How were economic growth and environmental preservation reconciled in Almeria? After many years of research, it seems it was related with the socio-economic structure and the agricultural Andalusi technology. But this conclusion was only reached after a systematic comparison of the Al-Andalus period with the precedent and subsequent periods, from an economic and interdisciplinary perspective, and during long periods of time.
Ibn Arabi speaks of this animal in a remarkable and moving text from the 13th century that anticipated the modern environmental awareness in its most spiritual dimension, that aiming to establish a fraternal and respectful link between all living things.

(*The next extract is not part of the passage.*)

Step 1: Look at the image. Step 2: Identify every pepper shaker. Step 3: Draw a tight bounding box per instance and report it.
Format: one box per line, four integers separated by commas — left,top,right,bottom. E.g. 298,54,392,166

This comprehensive study will be portrayed in a space that the Museum will devote to the Al-Andalus period. FUNCI will collaborate in the development of content for this block, in collaboration with the project’s technical team. It will also be responsible for counselling in the development of an Andalusi inspired botanical and picturesque garden, given the Foundation’s wide experience in this field. This space, attached to the Museum, will count with an ancient waterwheel in its center, and it will be dedicated to the Al-Andalus’ poets, philosophers and agronomists, such as Ibn Jafaya, Ibn Arabi, and Ibn Luyun, all of whom reflected on the relation between human beings and nature from different perspectives.
The museum, modern and groundbreaking from an architectural perspective (it was designed by architect Mariano Tirado Reyes), will be located in the outskirts of town and it will count with a crystal wall, looking to the mountains, that will allow for the landscape to enter into the building. The construction works have already started and they are expected to finish before the year is over.
García Latorre, J. “Deserts”. En William H. McNeill; Jerry H. Bentley; David Christian; Ralph C. Croizier & J.R. McNeill (Ed.) Berkshire Encyclopedia of World History, 2nd Edition, vol. 5 (Great Barrington: Berkshire, 2008) 751-756
García Latorre, J. “Entre l´Europe et l´Islam. Histoire, milieu naturel et structures économiques dans une region mediterranéenne”. En M. Jaén & F. Martínez (Ed.) La Méditerranée Confluence de Cultures (Paris: Université de la Sorbonne-Paris IV-Universidad de Almería 2002) 319-334
García Latorre, J. Almería: Hecha a mano. Una historia ecológica (Almería: Fundación Cajamar, 2007)
[i] García Latorre, J. et al. “The man-made desert: effects of economic and demographic growth on the ecosystems of the arid Southeastern Spain”, Environmental History, vol. 6, Number 1 (2001) 75-94.